The case, Fincher v. Depository Trust (download here), provides some much needed guidance on what rises to the level of an action that an employee can claim retaliation for. As the court is quick to note:
We have said that "there are no bright-line rules" with respect to what constitutes an adverse employment action for purposes of a retaliation claim, and therefore "courts must pore over each case to determine whether the challenged employment action reaches the level of ‘adverse.’" Wanamaker v. Columbian Rope Co., 108 F.3d 462, 466 (2d Cir. 1997). We are of the view nonetheless that, at least in a run-of-the-mine case such as this one, an employer’s failure to investigate a complaint of discrimination cannot be considered an adverse employment action taken in retaliation for the filing of the same discrimination complaint.

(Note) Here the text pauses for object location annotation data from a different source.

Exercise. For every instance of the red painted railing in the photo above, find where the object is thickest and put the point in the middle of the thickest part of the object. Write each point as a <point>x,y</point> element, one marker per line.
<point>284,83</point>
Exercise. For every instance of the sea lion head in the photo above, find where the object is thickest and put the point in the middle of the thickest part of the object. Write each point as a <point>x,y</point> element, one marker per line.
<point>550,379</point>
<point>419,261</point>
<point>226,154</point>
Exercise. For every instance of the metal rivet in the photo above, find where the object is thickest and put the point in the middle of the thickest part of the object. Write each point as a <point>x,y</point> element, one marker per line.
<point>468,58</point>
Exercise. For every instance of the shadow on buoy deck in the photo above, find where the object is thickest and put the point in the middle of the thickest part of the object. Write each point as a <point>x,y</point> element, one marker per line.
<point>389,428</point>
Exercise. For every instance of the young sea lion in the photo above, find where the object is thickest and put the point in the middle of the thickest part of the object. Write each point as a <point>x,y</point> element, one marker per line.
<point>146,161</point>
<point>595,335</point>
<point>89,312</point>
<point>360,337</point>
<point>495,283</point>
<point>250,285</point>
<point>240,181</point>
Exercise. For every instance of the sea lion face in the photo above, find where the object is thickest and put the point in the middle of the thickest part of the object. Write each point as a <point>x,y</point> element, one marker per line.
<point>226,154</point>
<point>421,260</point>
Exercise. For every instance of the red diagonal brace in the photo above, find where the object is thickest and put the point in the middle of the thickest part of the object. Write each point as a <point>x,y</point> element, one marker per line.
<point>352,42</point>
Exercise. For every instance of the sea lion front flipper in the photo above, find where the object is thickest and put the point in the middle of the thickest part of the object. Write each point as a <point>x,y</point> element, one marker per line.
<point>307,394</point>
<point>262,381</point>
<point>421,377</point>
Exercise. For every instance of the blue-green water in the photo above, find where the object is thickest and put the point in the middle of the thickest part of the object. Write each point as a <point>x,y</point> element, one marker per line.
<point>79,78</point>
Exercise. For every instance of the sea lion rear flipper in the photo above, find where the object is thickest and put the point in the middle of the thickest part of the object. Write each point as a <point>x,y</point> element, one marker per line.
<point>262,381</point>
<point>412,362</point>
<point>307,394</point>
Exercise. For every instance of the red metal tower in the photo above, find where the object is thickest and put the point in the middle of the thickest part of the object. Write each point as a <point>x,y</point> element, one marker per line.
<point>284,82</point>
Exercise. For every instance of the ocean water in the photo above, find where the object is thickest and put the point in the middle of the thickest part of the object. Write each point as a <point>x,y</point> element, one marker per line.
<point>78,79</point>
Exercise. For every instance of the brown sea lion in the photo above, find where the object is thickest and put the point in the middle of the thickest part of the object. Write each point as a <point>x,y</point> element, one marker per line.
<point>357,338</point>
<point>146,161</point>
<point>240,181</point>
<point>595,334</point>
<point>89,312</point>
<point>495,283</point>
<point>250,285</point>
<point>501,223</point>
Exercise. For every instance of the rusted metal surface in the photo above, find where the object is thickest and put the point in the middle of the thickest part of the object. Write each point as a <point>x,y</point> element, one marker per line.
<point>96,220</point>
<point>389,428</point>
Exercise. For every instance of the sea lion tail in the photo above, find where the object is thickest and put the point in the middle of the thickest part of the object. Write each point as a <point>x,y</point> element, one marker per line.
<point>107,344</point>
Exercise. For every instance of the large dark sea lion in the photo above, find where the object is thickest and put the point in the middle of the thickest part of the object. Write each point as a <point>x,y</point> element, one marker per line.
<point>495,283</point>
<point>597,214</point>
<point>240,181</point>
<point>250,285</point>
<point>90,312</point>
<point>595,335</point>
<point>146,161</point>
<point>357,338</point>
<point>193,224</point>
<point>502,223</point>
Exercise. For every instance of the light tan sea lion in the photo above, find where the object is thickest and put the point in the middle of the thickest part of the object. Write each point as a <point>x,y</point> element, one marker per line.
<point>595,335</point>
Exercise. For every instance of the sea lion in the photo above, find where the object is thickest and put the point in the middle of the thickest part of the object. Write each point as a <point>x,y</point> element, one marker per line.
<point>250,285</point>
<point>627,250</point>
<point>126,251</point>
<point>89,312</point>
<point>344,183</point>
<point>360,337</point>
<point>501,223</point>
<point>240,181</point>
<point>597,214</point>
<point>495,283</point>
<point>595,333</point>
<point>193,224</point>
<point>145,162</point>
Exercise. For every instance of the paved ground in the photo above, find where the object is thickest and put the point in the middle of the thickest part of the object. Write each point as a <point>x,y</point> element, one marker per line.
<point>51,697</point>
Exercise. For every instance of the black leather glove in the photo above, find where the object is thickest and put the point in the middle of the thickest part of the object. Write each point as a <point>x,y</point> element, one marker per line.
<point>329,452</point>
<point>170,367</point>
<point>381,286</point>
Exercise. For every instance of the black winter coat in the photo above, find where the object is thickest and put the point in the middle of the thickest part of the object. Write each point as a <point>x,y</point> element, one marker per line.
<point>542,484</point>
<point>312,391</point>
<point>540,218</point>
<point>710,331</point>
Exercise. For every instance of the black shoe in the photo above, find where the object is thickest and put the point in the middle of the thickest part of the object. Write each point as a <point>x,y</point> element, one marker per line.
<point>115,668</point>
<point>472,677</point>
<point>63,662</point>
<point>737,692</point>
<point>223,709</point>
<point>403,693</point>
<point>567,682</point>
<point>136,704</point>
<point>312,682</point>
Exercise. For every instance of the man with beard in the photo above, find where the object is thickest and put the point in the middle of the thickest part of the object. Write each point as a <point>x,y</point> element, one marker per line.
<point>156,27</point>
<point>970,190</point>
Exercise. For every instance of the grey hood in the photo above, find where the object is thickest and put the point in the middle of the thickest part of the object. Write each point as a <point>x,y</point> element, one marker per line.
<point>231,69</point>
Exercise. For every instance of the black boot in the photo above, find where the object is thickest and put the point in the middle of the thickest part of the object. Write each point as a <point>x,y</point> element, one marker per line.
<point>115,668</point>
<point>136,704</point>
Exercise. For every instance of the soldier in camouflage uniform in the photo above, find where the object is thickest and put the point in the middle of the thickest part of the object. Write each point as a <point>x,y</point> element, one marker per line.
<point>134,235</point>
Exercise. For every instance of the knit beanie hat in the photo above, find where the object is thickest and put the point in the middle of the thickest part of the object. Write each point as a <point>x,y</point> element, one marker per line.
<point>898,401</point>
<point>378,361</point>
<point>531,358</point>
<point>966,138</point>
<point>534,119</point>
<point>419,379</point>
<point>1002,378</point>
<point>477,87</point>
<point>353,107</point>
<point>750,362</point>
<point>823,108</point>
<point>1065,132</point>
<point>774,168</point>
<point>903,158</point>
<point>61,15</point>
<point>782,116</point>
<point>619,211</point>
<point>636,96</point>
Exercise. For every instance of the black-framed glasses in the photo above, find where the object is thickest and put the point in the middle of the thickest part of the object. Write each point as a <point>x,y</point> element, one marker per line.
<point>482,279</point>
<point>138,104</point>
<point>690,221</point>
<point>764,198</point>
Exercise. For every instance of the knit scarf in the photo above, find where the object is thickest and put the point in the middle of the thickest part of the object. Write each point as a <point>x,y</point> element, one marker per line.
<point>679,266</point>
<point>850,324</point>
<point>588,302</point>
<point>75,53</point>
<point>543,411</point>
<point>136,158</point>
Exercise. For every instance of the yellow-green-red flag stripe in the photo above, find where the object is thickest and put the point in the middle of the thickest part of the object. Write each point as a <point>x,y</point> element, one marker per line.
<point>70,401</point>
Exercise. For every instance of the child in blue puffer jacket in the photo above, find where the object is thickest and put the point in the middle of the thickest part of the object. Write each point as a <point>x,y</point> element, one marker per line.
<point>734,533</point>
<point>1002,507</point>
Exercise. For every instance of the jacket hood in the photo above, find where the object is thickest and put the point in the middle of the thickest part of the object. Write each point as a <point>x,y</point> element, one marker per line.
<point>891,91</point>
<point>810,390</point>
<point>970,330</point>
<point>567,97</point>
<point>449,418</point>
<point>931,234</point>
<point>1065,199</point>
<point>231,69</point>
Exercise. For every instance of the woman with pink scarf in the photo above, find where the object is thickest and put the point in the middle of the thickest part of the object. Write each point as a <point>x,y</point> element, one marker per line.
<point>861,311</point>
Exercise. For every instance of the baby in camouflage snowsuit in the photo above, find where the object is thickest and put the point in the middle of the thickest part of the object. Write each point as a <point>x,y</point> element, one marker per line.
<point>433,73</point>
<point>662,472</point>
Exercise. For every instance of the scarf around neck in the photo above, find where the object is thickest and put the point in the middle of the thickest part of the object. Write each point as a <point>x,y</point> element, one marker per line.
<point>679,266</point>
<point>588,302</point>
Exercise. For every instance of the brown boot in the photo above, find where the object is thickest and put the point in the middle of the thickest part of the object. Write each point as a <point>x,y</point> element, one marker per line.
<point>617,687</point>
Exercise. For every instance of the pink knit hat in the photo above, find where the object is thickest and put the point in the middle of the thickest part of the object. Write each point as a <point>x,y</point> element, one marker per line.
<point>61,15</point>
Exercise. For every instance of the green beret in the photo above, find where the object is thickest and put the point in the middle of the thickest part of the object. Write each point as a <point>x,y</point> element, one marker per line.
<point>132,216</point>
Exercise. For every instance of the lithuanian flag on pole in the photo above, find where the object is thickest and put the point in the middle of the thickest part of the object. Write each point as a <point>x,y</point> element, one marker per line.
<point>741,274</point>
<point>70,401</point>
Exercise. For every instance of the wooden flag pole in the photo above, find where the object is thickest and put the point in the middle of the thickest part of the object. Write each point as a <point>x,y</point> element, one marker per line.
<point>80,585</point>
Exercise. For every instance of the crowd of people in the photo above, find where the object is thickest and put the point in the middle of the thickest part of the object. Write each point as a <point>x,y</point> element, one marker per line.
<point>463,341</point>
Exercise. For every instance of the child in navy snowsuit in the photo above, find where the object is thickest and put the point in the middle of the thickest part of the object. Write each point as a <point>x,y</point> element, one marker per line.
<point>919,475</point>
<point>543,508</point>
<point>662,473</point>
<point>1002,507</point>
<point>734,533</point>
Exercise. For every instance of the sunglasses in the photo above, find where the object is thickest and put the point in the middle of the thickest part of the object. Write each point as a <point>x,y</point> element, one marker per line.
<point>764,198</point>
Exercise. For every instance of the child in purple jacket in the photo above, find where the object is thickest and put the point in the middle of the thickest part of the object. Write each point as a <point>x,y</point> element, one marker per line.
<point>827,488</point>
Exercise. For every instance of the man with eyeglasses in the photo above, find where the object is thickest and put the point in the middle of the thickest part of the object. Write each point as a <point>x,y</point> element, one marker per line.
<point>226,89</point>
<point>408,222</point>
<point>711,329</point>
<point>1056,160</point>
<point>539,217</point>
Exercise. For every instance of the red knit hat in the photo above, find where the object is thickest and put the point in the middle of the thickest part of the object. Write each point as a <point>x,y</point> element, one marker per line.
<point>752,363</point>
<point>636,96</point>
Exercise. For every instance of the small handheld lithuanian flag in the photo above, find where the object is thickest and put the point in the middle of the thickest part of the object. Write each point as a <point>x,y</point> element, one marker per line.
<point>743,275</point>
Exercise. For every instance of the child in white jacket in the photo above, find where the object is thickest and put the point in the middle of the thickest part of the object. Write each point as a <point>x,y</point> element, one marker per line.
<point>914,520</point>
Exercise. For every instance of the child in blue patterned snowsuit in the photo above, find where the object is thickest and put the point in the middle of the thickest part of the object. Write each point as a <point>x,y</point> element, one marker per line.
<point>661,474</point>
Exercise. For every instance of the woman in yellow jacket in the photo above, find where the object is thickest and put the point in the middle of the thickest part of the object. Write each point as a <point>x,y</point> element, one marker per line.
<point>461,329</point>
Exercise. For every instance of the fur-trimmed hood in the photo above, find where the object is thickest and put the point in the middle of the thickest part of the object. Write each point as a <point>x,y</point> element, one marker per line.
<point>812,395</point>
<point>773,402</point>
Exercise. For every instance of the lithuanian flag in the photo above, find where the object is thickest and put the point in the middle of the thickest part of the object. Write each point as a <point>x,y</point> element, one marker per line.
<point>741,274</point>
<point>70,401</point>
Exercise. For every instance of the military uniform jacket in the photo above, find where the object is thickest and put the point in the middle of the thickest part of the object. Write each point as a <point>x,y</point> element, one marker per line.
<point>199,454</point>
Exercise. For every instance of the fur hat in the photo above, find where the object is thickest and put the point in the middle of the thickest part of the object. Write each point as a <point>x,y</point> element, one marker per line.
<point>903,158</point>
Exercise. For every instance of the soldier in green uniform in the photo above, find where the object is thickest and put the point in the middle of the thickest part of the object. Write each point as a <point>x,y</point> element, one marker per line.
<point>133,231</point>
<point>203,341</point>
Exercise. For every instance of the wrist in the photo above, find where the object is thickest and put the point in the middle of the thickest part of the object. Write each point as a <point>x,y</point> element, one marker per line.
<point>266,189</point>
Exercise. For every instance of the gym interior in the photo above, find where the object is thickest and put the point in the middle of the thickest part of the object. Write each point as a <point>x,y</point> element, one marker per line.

So what does rise to the level of an adverse employment action? Again, the court provides some guide posts but leaves the door open to the idea that there might be cases that would rise to the level that it hasn’t yet seen:
"Affirmative efforts to punish a complaining employee are at the heart of any retaliation claim." [citation omitted] An employee whose complaint is not investigated cannot be said to have thereby suffered a punishment for bringing that same complaint: Her situation in the wake of her having made the complaint is the same as it would have been had she not brought the complaint or had the complaint been investigated but denied for good reason or for none at all. Put another way, an employee’s knowledge that her employer has declined to investigate her complaint will not ordinarily constitute a threat of further harm, recognizing, of course, that it would hardly provide a positive incentive to lodge such a further challenge.
Indeed, it suggests that a failure to investigate could be an adverse employment action in some set of circumstances — just not here.
Notably, the court states that its rule would prevent frivolous cases from being brought:
A contrary rule could have odd consequences. A person not in fact discriminated against could complain of discrimination nonetheless. If the miffed accused employer were, because of his or her anger, to decline to investigate what was in fact a false claim, the employee might have a viable suit for retaliatory failure to investigate. We do not think that to be the law.
The case discusses other aspects of discrimination law including a hostile work environment.
For employers, the case is a tricky one because of the advice typically given to investigate claims of discrimination. What this means, however, is that a retaliation claim isn’t an automatic claim that will follow if the investigation isn’t done to the employee’s satisfaction.